I sat there the rest of practice, whimpering. Holding my arm, trying to not move it. After what felt like an eternity, my mom came and took me to the ER. I was finally calming down and able to sit still without shooting pain. Then came the X-Ray. They had to pull my arm away from my body and lay it in a few different positions. I was sobbing and shaking. It was almost as bad as when I broke it. They gave me pain meds, which I immediately threw up all over. Put it in a sling, and scheduled my appt with the doctor.

I spent the rest of the night moving with great caution. Emotionally exhausted. Scared to even sleep for fear I would bump it.

I went to get it casted. Again, I had to have my arm pulled away from my body and the doctor carefully wrapped the light blue cast around my arm. I could feel my anxiety calming, until, he grabbed and squeezed. “Oh my god what are you doing?!?” The pain was excruciating. “I have to set it. Or it won’t heal right, then you would have to come back and have to do this all again.”

That stupid cast. It came up past my elbow. So, that arm was pretty much useless. I learned quickly how little I could do. I had to shower with a trash bag around it. I couldn’t shave my armpit without help, or put deodorant on. Even carrying books to class now took me twice as long. My arm itched and after awhile the cast started to stink. Worst of all, I wasn’t able to play softball that year.

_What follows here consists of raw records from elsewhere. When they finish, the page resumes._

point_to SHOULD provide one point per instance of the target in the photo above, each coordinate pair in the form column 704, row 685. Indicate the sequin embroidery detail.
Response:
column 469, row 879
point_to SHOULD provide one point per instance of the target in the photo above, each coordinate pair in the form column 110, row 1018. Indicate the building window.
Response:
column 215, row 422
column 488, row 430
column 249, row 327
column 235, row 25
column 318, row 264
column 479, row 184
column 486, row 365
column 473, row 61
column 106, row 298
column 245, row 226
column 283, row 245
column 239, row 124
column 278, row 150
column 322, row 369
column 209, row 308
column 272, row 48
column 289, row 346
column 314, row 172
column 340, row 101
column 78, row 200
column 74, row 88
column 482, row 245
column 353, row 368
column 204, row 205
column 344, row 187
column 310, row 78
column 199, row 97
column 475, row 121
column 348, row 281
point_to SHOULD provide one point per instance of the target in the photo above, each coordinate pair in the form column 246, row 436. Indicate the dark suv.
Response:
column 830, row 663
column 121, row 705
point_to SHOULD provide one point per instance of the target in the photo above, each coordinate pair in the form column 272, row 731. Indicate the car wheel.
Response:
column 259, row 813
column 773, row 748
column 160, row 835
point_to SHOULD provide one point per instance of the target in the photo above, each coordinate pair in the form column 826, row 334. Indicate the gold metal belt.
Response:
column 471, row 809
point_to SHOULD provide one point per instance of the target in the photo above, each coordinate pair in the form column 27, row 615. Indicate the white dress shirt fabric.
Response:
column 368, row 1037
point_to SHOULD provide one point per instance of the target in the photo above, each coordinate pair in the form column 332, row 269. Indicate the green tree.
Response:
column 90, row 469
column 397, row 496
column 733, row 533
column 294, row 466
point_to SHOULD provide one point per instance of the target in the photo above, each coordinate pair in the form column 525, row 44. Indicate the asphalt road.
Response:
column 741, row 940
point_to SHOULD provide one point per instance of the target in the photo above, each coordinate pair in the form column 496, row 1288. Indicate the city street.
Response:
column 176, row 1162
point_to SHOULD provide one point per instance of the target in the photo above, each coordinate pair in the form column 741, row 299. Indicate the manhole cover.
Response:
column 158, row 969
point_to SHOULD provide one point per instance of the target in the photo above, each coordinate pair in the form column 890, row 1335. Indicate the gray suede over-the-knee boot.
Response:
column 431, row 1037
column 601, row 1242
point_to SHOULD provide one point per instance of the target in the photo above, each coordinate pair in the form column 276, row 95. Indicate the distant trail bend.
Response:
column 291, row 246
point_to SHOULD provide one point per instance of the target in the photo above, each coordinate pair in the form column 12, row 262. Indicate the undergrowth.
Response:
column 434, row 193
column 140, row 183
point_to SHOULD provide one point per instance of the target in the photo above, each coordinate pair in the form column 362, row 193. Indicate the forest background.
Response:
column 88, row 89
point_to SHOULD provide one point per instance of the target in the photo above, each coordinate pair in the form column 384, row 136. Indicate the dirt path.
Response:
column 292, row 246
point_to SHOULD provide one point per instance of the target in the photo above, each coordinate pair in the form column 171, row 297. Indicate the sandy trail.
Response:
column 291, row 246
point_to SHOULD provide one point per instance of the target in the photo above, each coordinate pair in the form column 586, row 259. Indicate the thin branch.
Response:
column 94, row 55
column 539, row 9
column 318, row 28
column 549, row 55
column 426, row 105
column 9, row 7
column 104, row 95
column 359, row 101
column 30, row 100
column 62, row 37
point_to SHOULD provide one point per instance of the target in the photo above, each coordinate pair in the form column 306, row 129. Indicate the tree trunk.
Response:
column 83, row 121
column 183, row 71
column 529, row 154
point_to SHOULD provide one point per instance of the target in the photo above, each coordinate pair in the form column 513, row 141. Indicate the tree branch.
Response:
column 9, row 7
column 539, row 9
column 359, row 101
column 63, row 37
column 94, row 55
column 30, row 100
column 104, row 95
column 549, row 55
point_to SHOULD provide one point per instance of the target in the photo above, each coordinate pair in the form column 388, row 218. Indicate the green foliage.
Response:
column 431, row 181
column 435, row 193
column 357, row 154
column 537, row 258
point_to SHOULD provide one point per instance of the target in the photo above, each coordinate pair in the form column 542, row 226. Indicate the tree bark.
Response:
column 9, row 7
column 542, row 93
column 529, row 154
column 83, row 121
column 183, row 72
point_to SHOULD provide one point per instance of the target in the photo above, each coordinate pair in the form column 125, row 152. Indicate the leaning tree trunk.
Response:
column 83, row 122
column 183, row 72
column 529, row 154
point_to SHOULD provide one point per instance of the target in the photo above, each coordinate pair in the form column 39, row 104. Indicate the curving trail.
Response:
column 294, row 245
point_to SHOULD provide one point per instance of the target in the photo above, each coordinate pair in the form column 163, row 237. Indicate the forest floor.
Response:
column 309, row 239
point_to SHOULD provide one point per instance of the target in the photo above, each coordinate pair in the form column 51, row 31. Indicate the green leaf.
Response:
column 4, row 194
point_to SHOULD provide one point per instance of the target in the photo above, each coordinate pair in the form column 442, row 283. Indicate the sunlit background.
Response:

Then, I got the cast off. It was very exciting. They cut it off, and I looked at this skinny, hairy, pale arm. What happened to it? It had become so weak. It was a sad reality for this inpatient, active girl, that even though it was healed, I still couldn’t use it fully. It took quite awhile to get the strength back, but I am pleased to say, I have both arms completely functional now. Yet, when the weather changes, or it’s cold, it aches. Still to this day, I feel some pain. Not all the time, but enough that I won’t forget about breaking it.

All that being said, (told you lame, but it was important to say all that before this next part) I feel loss is like breaking a bone. The initial pain is excruciating. We just want to keep the hurt close to us, but keep having people pull it out of us. Which causes more excruciating pain. If we don’t though, it won’t heal properly. Then after we have it in a place it can heal, we realize that we are limited it what we able to do. We may even have to miss out on something we wanted to do. Then, after we heal, we are made aware of how weak that part of us is, and have to gain the strength back. Slowly, we become completely functional again. But, we will always have an ache. The rest of our lives, we will feel a bit of pain and be reminded of our loss.

This is what I told my kids after my dad died 2 months ago. I have to keep reminding myself, I am casted and limited right now. But this is how I get to healing properly. There are no shortcuts. As inpatient as I may be, healing can’t be rushed.